Computational overhead is significantly higher than IG: each step requires \(\nabla_x f\), Jacobian-vector products, and decoding, which may be a bottleneck for high-resolution images.
Evaluated only on image classification; generalization to non-image modalities (text, tabular, audio) where VAEs may not satisfy smooth immersion properties is uncertain.

vs IG: IG takes a straight path through high-variance regions; Ours uses a VAE-aligned path to bypass noise.
vs GIG: GIG suppresses noise in pixel space but drifts off-manifold; MA-GIG moves the strategy to the latent space to solve the drift for free.

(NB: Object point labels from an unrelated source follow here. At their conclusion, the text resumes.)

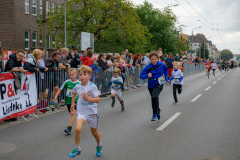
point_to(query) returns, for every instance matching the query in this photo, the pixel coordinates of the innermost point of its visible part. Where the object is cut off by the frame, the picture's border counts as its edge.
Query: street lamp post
(192, 39)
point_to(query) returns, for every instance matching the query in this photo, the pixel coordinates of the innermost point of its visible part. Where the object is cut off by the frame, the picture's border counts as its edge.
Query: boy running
(177, 77)
(86, 109)
(69, 85)
(116, 83)
(208, 67)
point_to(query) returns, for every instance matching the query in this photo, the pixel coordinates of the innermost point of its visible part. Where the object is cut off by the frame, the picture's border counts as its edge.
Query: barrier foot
(24, 118)
(35, 115)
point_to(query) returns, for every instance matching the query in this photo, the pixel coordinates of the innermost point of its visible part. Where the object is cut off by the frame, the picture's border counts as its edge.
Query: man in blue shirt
(169, 65)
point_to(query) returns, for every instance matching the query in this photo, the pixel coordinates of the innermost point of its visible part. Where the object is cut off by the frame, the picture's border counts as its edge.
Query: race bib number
(69, 93)
(116, 86)
(161, 80)
(175, 81)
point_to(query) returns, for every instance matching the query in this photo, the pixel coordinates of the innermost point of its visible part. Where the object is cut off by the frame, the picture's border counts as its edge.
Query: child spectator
(86, 108)
(116, 83)
(177, 77)
(69, 85)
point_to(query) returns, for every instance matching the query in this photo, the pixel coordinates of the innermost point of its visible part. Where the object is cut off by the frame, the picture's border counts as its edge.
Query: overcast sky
(222, 16)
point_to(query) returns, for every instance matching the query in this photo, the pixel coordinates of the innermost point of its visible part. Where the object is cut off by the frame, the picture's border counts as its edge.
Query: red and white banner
(14, 102)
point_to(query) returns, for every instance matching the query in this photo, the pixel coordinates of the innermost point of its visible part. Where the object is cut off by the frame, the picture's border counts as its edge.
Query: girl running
(208, 67)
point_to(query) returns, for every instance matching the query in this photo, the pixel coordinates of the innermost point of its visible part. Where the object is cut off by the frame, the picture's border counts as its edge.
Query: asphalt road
(203, 126)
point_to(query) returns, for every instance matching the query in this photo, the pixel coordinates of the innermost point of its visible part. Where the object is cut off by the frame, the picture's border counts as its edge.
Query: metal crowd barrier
(193, 68)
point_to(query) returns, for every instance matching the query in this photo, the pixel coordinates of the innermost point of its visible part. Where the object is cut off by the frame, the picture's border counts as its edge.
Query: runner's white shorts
(117, 92)
(91, 119)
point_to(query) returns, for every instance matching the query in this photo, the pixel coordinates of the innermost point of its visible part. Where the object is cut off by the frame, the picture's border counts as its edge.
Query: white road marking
(164, 125)
(196, 98)
(208, 88)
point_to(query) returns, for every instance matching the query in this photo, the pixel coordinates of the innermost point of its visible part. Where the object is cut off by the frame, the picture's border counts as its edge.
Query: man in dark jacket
(75, 59)
(52, 65)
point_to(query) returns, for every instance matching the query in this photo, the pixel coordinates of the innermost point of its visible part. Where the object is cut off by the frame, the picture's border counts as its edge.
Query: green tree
(114, 23)
(161, 25)
(226, 54)
(200, 51)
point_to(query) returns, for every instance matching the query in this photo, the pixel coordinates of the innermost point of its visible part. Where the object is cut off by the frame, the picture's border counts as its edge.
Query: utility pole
(44, 27)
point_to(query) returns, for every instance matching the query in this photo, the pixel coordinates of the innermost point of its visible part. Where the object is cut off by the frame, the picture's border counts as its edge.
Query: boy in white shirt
(214, 65)
(86, 108)
(177, 77)
(116, 83)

vs EIG / MIG: These methods use linear interpolation or geodesics in latent space, which are manifold-aligned but ignore logit geometry. MA-GIG combines logit-aware greedy selection with manifold alignment.

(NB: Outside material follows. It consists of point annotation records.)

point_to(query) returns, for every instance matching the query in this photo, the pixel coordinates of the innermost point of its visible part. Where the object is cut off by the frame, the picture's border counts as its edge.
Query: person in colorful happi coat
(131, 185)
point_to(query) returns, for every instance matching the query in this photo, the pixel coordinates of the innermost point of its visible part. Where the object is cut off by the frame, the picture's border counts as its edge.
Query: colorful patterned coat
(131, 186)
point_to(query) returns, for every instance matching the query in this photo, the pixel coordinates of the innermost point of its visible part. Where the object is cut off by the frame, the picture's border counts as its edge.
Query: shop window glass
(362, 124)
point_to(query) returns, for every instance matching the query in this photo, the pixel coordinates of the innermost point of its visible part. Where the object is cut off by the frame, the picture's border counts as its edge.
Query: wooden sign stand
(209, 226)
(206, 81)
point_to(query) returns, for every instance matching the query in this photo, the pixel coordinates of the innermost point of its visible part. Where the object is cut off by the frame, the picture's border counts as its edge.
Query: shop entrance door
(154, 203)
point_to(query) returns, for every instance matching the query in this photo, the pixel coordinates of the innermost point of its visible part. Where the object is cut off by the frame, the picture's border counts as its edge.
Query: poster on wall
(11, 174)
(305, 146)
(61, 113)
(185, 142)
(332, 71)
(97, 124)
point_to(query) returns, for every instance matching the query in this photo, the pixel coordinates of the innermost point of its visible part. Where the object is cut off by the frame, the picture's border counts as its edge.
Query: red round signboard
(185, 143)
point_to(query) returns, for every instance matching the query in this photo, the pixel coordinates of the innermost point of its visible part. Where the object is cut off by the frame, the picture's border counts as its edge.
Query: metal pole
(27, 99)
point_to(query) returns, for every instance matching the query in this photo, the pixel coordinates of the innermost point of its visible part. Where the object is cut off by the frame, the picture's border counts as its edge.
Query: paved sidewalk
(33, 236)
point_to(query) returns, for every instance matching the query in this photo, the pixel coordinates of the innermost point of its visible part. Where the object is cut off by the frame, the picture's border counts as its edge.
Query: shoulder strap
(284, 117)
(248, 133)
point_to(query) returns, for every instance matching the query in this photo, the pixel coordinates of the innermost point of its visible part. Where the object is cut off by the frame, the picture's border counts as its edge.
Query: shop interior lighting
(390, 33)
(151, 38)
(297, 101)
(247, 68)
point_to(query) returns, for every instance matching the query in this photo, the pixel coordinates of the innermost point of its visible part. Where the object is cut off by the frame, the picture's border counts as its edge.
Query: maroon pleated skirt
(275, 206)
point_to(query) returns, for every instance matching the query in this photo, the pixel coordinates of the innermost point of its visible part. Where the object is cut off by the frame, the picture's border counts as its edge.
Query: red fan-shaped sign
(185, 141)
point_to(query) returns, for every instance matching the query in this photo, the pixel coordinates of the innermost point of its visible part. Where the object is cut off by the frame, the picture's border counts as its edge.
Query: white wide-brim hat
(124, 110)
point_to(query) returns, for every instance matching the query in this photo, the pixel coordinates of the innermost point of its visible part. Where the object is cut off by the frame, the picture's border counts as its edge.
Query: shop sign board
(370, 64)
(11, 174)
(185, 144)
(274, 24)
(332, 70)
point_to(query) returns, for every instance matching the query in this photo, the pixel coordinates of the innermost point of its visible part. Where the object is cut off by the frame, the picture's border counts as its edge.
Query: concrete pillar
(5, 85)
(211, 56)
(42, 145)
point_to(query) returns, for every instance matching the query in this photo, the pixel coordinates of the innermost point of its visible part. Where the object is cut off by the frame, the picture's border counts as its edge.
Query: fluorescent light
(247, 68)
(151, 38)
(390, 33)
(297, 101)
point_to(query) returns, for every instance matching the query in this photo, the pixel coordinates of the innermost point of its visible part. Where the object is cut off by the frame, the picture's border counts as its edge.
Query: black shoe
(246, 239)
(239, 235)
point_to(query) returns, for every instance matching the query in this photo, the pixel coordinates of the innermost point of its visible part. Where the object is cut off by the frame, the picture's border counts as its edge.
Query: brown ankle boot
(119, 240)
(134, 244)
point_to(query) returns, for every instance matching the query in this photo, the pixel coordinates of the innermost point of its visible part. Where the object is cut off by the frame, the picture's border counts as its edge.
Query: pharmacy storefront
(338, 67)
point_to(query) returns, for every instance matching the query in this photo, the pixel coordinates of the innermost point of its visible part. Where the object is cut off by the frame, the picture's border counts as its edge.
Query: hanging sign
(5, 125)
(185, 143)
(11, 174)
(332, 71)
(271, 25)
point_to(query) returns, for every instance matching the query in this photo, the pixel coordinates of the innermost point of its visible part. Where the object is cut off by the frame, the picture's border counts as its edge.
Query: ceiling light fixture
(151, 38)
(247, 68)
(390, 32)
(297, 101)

vs AGI: AGI starts from adversarial examples and integrates along steepest ascent, leading to severe extrapolation; MA-GIG uses low-gradient paths for stability.
Insight: Rewriting any iterative perturbation algorithm that "doesn't work in pixel space" into its "VAE latent space" equivalent might be a general "free lunch"—this paper provides a clear geometric template for doing so.

Rating¶

Novelty: ⭐⭐⭐⭐ First IG variant to simultaneously address manifold alignment and logit noise; geometric arguments are concise and powerful.
Experimental Thoroughness: ⭐⭐⭐⭐ 3 datasets × 3 classifiers + multiple VAE backbones + qualitative/quantitative balance.
Writing Quality: ⭐⭐⭐⭐⭐ Logical flow from geometric motivation to assumption, algorithm, proof, and experiments is seamless.
Value: ⭐⭐⭐⭐ A practical improvement for the interpretability community; the idea of using coordinate changes to satisfy constraints automatically has broad potential.